The Supreme Court judgement has specifically asked the government to educate people about sex, sexuality and gender, which would allow the LGBTQIA+ communities to pursue serious study and research on these three subjects. Incidentally, these subjects have dedicated faculties in the world’s leading universities. The main academic centre for this could be the Institute for Research in Reproduction (IRR) in Bombay, which has the brilliant Dr Deepak Modi as part of its faculty. The Education Ministry must revise all medical textbooks which still refer to homosexuality as a perversion and a mental disease.
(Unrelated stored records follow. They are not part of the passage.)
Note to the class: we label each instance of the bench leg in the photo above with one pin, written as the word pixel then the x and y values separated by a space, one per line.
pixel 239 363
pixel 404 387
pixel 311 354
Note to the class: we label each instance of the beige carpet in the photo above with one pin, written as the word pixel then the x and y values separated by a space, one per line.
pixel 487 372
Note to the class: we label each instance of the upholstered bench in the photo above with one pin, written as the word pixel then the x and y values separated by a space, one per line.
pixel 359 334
The best brains in the LGBTQIA+ space need to be trained to handle the mental health epidemic, and it would be great to have someone like Zainab Patel starting a whole faculty on transgenders and their issues. We need teachers for police training colleges to stop the violence against gay men and transgenders, we need counsellors from within the PTAs to be attached to schools and colleges where they still think oral sex is kissing, and we need to ensure that there is no compulsory surgery on children till they are 18 years of age.

We need our Panchayat ASHA workers to be more sensitive about female and male sex workers as gender ratios change and more women join the workforce. I think only an LGBTQIA+ trained cadre can do this. We have miles to go, and I think India can take the lead. Our AIDS prevention programme is among the best-rated in the world, and it’s time the community picked up the baton. It is not can we but when will we.